Shamanism is closely akin to Fetishism, and at times it is difficult to tell whether the practices in vogue among certain peoples should be referred to the one or to the other. Both spring from Animism; both are systems of savage magic or science and have certain rites in common. Yet the differences consist in the belief that in Fetishism the magic power resides in the instrument or in particular substances and passes into or acts upon the object, whereas in Shamanism the will effort of the magician is the efficient factor in compelling souls or spirits or gods to do his will or in preventing them from doing their own. Hence in Fetishism the emphasis is laid on the thing, although fasting and incantations may be employed in making the fetish; in Shamanism the prime factor is the will or personality of the magician, although he may employ the like means. Therefore we cannot admit the statement of Peschel who refers to Shamanism everything connected with magic and ritual.
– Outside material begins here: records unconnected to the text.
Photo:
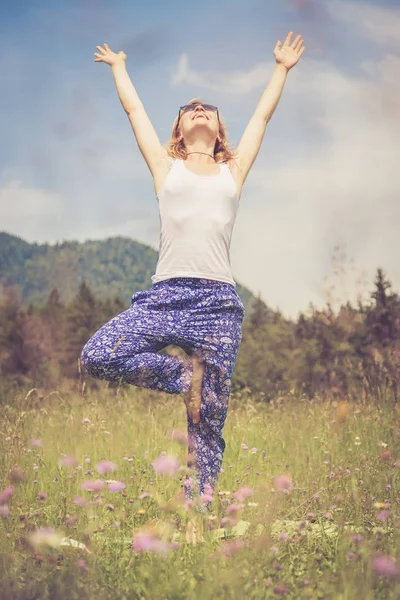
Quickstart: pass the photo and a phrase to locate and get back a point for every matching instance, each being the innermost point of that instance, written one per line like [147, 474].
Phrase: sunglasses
[189, 107]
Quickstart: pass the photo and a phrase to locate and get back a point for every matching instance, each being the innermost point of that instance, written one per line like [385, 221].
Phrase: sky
[320, 208]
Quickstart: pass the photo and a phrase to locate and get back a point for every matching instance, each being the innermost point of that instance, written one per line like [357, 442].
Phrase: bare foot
[193, 396]
[194, 530]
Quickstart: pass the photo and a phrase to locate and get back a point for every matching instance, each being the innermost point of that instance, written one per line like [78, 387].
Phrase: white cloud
[17, 201]
[344, 192]
[375, 22]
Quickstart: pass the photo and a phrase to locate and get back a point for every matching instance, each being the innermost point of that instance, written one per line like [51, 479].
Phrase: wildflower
[6, 494]
[36, 443]
[92, 486]
[81, 564]
[16, 474]
[383, 515]
[105, 466]
[80, 501]
[67, 461]
[386, 455]
[166, 465]
[45, 536]
[283, 482]
[208, 493]
[357, 539]
[281, 589]
[385, 566]
[231, 547]
[116, 486]
[243, 492]
[352, 555]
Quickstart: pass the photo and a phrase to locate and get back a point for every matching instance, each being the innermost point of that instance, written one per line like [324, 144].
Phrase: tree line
[352, 353]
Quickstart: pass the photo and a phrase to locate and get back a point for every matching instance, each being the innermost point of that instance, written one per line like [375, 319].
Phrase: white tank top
[197, 215]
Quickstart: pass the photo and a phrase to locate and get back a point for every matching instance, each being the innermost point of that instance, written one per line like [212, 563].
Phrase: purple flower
[67, 461]
[6, 494]
[357, 539]
[36, 443]
[105, 466]
[80, 501]
[243, 492]
[234, 508]
[166, 465]
[231, 547]
[81, 564]
[385, 566]
[116, 486]
[383, 515]
[283, 482]
[92, 486]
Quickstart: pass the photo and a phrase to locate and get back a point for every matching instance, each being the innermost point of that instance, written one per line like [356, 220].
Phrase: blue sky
[320, 209]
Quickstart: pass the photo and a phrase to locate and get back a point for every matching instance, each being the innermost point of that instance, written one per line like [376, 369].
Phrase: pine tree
[83, 319]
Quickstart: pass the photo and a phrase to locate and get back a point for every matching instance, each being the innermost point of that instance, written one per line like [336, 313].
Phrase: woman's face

Criticism.—(a) The reasons which prove Animism to be false destroy the basis on which Shamanism rests. (b) Shamanism takes for granted the theory that fears is the origin of religion. De La Saussaye holds that the concept of God cannot arise exclusively from fear produced by certain biological phenomena. Robertson Smith teaches that from the earliest times, religion, distinct from magic and secrecy, addresses itself to kindred and friendly beings, and that it is not with a vague fear of unknown powers but with a loving reverence for known Gods that religion in the true sense of the word began (Religion of the Semites, 2nd ed., p. 54). Tiele says “worship even in its most primitive form always contains an element of veneration” and calls sorcery “a disease of religion” (Science of Religion, II, 136, 141). (c) Shamanism is not a religion. The religious priest beseeches the favor of the gods; the shaman is believed to be able to compel and command them to do his will. Hence de La Saussaye regards Shamanism not as a name for a principal form of religion but for important phenomena and tendencies of Animism.